Hadi eskiden erkekler “Aman hayranlarım küsüyor” diye ortaya çıkmak istemezdi.

Kadınlar da “Aman işlerim engellenir. Beni kimse hayal etmez” der gizlenirdi.

Ee şimdi ne alaka!

Bi salın…

Bi rahat olun.

“Sevgiliyiz” deyin geçin.

Ama şu sevimsiz günlerde şu durumunuzla yüzümü güldürüyorsunuz. O yüzden itinayla izliyorum sizi.

Devam!!!

Şu ara

-Nerede abuk şey ona bakınıyorum, eğlenmek için.

-Nerede beni eğlendirecek şey onu aranıyorum. Çünkü mutsuzluk diz boyu.

-Nerede sevimsizlik hemen uzaklaşıyorum.

-Sosyal medyada bir negatiflik görsem hemen telefonu elimden atıyorum.

-Film izlemiyorum, dinliyorum.

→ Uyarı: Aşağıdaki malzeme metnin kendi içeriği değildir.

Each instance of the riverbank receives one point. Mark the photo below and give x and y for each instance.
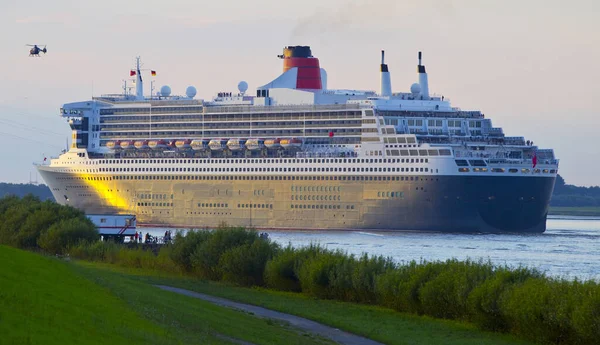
(46, 300)
(574, 211)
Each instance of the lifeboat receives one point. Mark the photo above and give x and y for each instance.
(236, 144)
(113, 145)
(291, 143)
(183, 144)
(127, 144)
(273, 143)
(217, 144)
(141, 144)
(157, 144)
(255, 144)
(199, 144)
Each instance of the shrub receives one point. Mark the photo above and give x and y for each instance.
(245, 264)
(446, 294)
(281, 272)
(484, 302)
(206, 256)
(67, 233)
(364, 275)
(184, 246)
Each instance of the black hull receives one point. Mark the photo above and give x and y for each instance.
(470, 204)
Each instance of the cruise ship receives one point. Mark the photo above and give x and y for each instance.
(296, 155)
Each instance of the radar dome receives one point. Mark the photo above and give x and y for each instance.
(415, 88)
(190, 92)
(243, 86)
(165, 90)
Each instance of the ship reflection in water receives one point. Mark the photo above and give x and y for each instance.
(569, 247)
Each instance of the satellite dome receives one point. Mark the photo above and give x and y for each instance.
(415, 88)
(243, 86)
(190, 92)
(165, 90)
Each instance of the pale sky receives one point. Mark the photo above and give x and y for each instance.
(532, 66)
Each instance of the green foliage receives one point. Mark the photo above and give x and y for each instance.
(205, 258)
(60, 236)
(281, 273)
(184, 246)
(486, 300)
(245, 264)
(24, 222)
(446, 294)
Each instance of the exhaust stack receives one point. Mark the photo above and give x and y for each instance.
(423, 82)
(309, 71)
(386, 82)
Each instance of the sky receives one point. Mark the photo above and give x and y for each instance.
(531, 66)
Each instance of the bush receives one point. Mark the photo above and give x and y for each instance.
(484, 302)
(67, 233)
(184, 246)
(445, 295)
(281, 272)
(245, 264)
(205, 258)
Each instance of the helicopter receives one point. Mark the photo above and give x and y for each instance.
(35, 51)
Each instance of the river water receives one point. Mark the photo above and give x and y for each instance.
(569, 248)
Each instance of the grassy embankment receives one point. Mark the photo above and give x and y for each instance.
(44, 300)
(381, 324)
(49, 301)
(574, 211)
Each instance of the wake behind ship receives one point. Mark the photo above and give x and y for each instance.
(297, 155)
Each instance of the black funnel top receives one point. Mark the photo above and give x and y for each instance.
(296, 51)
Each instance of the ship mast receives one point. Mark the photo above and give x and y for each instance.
(139, 87)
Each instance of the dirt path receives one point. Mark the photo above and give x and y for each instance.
(295, 321)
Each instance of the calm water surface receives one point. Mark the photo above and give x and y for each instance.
(569, 248)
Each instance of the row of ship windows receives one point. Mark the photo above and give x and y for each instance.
(315, 188)
(320, 206)
(156, 204)
(257, 178)
(393, 169)
(213, 205)
(512, 170)
(153, 196)
(316, 197)
(255, 161)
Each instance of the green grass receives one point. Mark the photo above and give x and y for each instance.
(48, 301)
(384, 325)
(574, 211)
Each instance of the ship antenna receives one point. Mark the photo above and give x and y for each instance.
(139, 87)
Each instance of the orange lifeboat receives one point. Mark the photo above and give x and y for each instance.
(200, 145)
(217, 144)
(183, 144)
(236, 144)
(127, 144)
(255, 144)
(289, 143)
(141, 144)
(273, 143)
(113, 145)
(157, 144)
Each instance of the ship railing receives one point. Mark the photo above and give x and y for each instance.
(340, 154)
(277, 108)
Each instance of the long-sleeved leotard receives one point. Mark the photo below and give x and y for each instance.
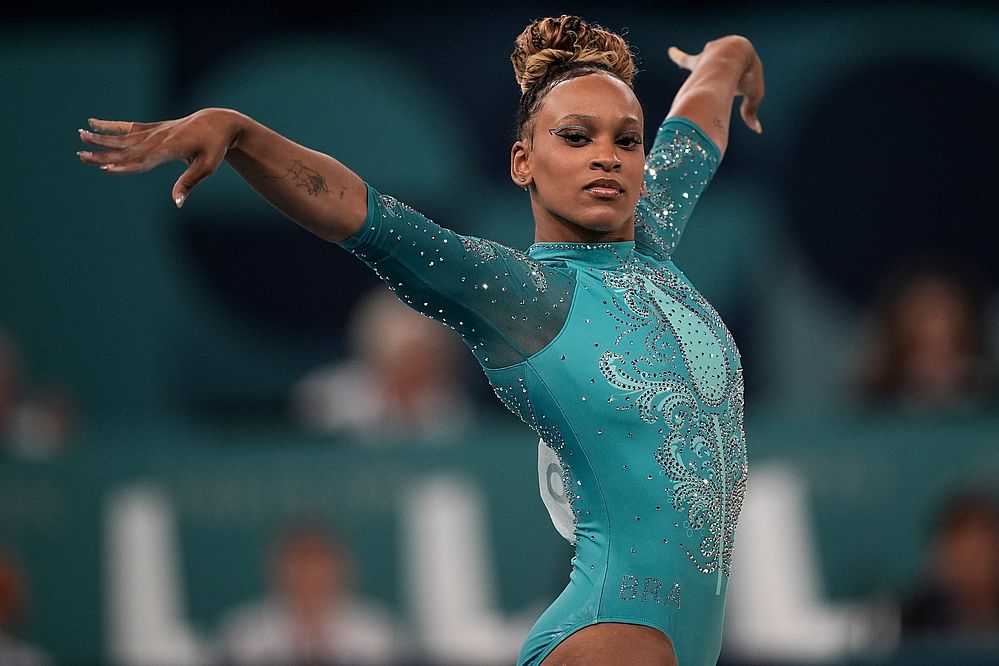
(629, 376)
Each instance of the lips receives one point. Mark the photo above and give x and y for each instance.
(604, 187)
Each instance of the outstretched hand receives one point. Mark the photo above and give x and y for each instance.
(750, 85)
(201, 140)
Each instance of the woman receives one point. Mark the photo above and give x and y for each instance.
(593, 337)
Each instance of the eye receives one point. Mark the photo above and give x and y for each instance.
(574, 136)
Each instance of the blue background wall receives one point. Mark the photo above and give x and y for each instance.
(179, 332)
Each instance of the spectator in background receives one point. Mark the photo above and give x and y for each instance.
(959, 598)
(929, 345)
(14, 652)
(32, 424)
(312, 617)
(405, 376)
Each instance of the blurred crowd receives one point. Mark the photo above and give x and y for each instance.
(406, 380)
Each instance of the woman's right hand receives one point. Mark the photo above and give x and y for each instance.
(200, 139)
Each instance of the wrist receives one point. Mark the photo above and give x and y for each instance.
(229, 123)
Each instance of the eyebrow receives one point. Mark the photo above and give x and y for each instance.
(590, 119)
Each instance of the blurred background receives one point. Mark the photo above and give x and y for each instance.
(205, 460)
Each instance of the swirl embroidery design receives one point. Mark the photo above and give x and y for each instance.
(687, 375)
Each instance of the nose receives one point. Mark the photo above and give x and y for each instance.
(606, 161)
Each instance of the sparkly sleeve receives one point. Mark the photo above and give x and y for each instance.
(678, 169)
(505, 305)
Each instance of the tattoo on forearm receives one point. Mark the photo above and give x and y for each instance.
(308, 178)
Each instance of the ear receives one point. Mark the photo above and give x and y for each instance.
(520, 171)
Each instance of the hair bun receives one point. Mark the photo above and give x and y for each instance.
(549, 42)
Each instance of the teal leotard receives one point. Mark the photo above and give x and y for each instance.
(627, 374)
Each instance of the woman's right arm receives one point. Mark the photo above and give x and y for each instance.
(315, 190)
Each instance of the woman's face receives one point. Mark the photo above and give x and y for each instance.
(584, 162)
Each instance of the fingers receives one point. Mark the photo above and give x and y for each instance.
(116, 127)
(678, 57)
(104, 140)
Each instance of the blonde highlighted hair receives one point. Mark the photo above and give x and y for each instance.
(551, 50)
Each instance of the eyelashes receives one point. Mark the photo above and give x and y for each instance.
(577, 136)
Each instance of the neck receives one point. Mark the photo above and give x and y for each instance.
(564, 231)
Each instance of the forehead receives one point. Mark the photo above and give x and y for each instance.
(602, 96)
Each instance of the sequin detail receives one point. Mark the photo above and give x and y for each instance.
(674, 595)
(659, 217)
(703, 452)
(518, 401)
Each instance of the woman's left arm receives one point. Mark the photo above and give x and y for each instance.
(726, 68)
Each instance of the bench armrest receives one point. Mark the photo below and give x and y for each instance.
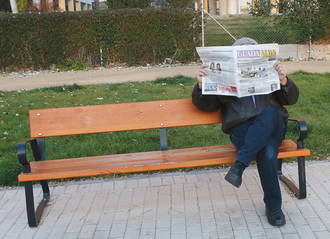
(21, 153)
(302, 126)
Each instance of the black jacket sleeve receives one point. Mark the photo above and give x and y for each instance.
(208, 103)
(288, 94)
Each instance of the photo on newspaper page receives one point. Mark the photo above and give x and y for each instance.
(240, 70)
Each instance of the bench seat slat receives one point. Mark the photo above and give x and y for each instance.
(145, 161)
(117, 117)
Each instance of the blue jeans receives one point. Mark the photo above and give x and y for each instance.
(259, 138)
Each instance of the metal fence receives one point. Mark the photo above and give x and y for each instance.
(262, 29)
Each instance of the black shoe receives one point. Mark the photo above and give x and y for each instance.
(234, 176)
(276, 219)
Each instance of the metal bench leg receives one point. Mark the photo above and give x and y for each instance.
(32, 219)
(33, 215)
(300, 192)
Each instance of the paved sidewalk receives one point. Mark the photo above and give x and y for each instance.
(196, 204)
(15, 81)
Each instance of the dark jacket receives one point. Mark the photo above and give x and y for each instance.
(236, 110)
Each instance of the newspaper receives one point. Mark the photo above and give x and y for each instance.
(240, 70)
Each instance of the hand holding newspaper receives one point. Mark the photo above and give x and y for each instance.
(240, 70)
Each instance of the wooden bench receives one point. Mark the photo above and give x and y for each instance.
(125, 117)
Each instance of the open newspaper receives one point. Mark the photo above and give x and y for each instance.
(240, 70)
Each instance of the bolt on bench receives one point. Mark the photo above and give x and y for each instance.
(125, 117)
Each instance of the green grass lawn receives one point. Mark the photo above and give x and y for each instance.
(313, 106)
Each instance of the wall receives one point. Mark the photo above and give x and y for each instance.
(301, 52)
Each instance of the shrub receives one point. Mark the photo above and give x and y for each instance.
(132, 36)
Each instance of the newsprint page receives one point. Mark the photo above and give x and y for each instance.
(240, 70)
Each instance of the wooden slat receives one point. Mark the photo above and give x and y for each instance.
(117, 117)
(138, 162)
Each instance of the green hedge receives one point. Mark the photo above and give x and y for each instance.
(132, 36)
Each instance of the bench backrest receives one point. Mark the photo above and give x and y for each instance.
(117, 117)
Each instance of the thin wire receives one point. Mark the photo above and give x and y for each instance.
(203, 34)
(219, 24)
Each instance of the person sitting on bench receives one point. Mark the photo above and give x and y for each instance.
(257, 126)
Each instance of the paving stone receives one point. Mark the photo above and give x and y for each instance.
(184, 205)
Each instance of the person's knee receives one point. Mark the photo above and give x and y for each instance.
(268, 155)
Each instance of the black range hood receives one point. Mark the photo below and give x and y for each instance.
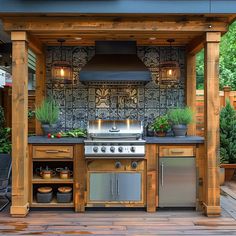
(115, 62)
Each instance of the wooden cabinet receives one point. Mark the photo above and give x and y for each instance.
(52, 157)
(55, 152)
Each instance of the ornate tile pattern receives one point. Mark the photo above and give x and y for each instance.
(79, 103)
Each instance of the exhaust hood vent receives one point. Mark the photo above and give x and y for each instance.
(115, 62)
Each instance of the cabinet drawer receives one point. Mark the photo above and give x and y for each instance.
(169, 151)
(52, 152)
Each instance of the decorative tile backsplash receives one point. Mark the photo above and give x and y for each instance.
(80, 103)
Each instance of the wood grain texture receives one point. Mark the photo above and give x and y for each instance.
(40, 86)
(80, 175)
(191, 89)
(151, 156)
(20, 159)
(51, 151)
(67, 222)
(211, 121)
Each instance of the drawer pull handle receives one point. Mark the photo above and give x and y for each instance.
(52, 151)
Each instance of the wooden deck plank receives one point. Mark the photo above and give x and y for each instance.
(67, 222)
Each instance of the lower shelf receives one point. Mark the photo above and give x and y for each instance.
(53, 203)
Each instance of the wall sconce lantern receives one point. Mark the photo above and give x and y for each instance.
(169, 69)
(61, 69)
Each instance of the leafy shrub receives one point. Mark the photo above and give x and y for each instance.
(228, 134)
(180, 116)
(48, 112)
(161, 124)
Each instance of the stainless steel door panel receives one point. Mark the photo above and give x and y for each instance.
(177, 182)
(129, 187)
(102, 187)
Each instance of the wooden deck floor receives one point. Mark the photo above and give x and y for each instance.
(122, 222)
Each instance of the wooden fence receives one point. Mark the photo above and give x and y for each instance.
(224, 95)
(5, 101)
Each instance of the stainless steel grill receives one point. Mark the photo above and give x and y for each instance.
(115, 138)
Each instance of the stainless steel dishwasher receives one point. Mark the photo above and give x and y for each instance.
(177, 181)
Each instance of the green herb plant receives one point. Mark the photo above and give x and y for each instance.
(5, 134)
(180, 116)
(228, 134)
(161, 124)
(48, 112)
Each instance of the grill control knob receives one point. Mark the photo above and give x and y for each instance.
(120, 149)
(103, 149)
(134, 164)
(117, 164)
(132, 149)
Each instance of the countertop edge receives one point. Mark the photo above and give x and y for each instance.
(149, 140)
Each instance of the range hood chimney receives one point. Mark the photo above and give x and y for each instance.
(115, 62)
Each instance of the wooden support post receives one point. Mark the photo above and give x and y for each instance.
(191, 89)
(211, 124)
(151, 153)
(227, 90)
(20, 157)
(40, 87)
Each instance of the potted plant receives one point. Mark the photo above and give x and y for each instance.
(48, 114)
(228, 140)
(5, 136)
(179, 119)
(161, 126)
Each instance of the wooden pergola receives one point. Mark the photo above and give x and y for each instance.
(192, 31)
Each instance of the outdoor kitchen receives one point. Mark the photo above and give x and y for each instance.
(115, 94)
(114, 84)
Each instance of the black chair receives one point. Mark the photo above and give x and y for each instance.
(5, 176)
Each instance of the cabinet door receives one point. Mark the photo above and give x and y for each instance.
(101, 187)
(128, 187)
(177, 182)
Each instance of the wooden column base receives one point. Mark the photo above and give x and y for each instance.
(211, 211)
(19, 211)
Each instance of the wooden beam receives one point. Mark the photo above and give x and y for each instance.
(191, 89)
(195, 45)
(40, 87)
(211, 123)
(20, 157)
(151, 154)
(34, 44)
(103, 24)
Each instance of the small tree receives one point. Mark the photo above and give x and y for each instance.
(228, 134)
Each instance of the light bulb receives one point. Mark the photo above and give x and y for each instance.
(170, 72)
(62, 72)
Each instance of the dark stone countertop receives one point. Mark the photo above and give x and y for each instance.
(175, 140)
(46, 140)
(157, 140)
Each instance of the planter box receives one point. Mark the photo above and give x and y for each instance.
(229, 170)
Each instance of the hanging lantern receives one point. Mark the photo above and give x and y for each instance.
(169, 70)
(62, 70)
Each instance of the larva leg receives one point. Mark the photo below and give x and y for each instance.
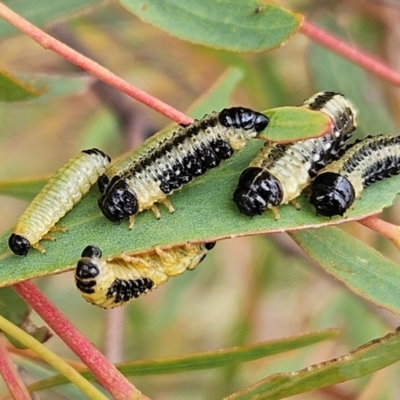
(48, 236)
(168, 204)
(57, 228)
(275, 211)
(155, 211)
(165, 256)
(37, 246)
(128, 258)
(296, 204)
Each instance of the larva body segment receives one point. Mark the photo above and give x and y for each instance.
(173, 158)
(114, 282)
(280, 172)
(60, 194)
(335, 188)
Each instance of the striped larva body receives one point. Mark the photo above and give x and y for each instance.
(60, 194)
(280, 172)
(114, 282)
(173, 158)
(335, 188)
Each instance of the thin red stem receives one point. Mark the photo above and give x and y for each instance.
(93, 68)
(105, 372)
(10, 376)
(386, 229)
(365, 61)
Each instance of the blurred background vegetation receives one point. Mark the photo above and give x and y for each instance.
(248, 289)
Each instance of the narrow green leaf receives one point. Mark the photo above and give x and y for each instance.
(39, 12)
(15, 310)
(204, 211)
(370, 357)
(360, 267)
(13, 89)
(206, 360)
(248, 25)
(288, 124)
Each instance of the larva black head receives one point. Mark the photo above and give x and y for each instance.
(257, 190)
(209, 245)
(243, 118)
(19, 245)
(119, 201)
(86, 269)
(91, 252)
(97, 152)
(331, 194)
(103, 182)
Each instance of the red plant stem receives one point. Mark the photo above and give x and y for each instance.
(390, 231)
(364, 60)
(48, 42)
(105, 372)
(10, 376)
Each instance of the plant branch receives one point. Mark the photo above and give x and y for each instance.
(10, 376)
(93, 68)
(55, 361)
(390, 231)
(365, 61)
(105, 372)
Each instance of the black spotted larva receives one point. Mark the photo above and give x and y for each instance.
(173, 158)
(120, 280)
(60, 194)
(335, 188)
(280, 172)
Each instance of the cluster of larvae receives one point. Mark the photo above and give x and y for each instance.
(335, 171)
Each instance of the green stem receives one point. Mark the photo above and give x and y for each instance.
(56, 362)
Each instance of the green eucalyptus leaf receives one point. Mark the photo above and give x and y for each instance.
(204, 211)
(288, 124)
(206, 360)
(247, 25)
(360, 267)
(40, 12)
(372, 356)
(13, 308)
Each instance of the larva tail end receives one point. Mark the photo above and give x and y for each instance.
(209, 245)
(91, 252)
(102, 183)
(97, 152)
(331, 194)
(257, 190)
(19, 245)
(119, 202)
(243, 118)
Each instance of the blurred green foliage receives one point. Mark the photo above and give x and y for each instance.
(249, 289)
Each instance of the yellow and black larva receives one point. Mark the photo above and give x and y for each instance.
(60, 194)
(280, 172)
(114, 282)
(173, 158)
(335, 188)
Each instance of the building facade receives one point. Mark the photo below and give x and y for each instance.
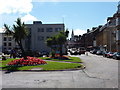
(38, 34)
(7, 42)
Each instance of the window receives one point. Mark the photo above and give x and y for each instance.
(49, 30)
(5, 39)
(40, 29)
(57, 29)
(9, 38)
(9, 44)
(5, 44)
(40, 38)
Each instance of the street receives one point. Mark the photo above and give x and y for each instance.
(100, 72)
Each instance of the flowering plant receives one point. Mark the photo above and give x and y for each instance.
(30, 61)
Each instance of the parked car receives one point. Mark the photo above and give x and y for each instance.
(81, 50)
(94, 51)
(116, 55)
(110, 54)
(105, 53)
(99, 52)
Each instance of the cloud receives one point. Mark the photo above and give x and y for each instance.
(79, 32)
(15, 6)
(28, 18)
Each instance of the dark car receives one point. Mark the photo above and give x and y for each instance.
(116, 55)
(110, 54)
(99, 52)
(105, 53)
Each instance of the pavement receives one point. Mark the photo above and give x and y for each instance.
(100, 72)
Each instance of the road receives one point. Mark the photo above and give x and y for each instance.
(100, 72)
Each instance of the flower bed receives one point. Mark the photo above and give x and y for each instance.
(30, 61)
(63, 57)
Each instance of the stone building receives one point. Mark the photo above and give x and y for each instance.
(38, 33)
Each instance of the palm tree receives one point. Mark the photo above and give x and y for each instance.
(19, 32)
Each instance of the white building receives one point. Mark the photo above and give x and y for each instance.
(39, 33)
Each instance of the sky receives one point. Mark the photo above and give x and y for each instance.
(77, 16)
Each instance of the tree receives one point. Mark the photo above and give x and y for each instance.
(19, 33)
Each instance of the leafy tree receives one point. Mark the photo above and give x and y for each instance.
(19, 33)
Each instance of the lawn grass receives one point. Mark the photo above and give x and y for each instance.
(49, 66)
(72, 59)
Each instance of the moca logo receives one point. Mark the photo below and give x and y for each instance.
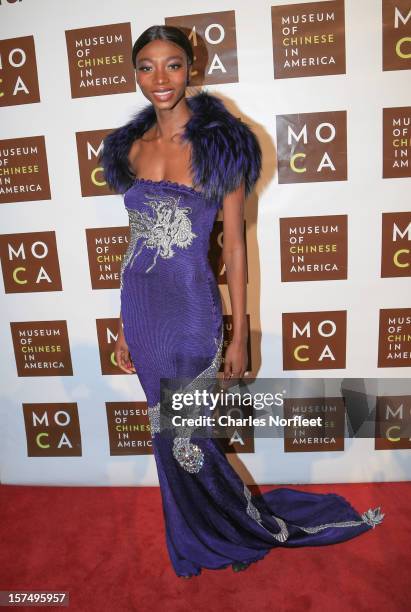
(52, 430)
(312, 147)
(396, 35)
(396, 141)
(30, 262)
(396, 244)
(41, 348)
(18, 72)
(100, 60)
(89, 148)
(213, 38)
(308, 39)
(314, 340)
(393, 422)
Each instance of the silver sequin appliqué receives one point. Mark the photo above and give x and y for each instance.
(167, 226)
(371, 517)
(189, 455)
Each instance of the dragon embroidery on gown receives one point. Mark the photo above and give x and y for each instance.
(168, 226)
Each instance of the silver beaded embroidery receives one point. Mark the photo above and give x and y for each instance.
(252, 511)
(189, 455)
(370, 517)
(168, 226)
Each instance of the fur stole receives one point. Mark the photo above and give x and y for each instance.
(224, 149)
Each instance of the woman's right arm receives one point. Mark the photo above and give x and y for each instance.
(121, 352)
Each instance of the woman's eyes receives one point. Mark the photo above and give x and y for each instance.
(147, 68)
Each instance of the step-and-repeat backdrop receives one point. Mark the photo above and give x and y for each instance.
(326, 87)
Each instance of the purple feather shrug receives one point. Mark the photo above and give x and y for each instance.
(224, 150)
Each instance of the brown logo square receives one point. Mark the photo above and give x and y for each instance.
(19, 80)
(52, 430)
(128, 428)
(213, 38)
(396, 142)
(30, 262)
(106, 248)
(312, 147)
(393, 422)
(89, 147)
(329, 436)
(396, 244)
(308, 39)
(314, 340)
(41, 348)
(228, 331)
(216, 252)
(313, 248)
(396, 35)
(394, 345)
(24, 174)
(100, 60)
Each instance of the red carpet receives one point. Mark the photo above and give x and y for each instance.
(106, 547)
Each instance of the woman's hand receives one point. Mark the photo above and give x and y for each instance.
(122, 354)
(235, 359)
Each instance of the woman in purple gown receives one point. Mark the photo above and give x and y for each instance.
(177, 162)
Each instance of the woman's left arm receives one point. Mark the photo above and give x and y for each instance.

O ara başka şeylerle de uğraşıyorum.

Tam kapanma öncesi

Önceki gün birkaç işimi halletmek için Nişantaşı’nın neredeyse girip çıkmadığım sokağı kalmadı.

Tam kapanma öncesinde İstanbul’un birçok semti gibi Nişantaşı da inanılmaz kalabalıktı. Ancak şu iki yer çok dikkatimi çekti:

 

1-Tekel bayileri.

2-Kuaförler.

 

-Birincinin sebebini önce anlamadım. Çünkü önünde adeta kuyruklar vardı. Sonradan öğrendim ki, tam kapanma süresince alkol satışı yasakmış. Hatta etrafımda üç-beş kişi, “Normalde pek içmem ama olsun alayım evde bulunsun” gibi cümleler kuruyordu. Malum evlerdeyiz. Ne olacağı belli mi olur!!!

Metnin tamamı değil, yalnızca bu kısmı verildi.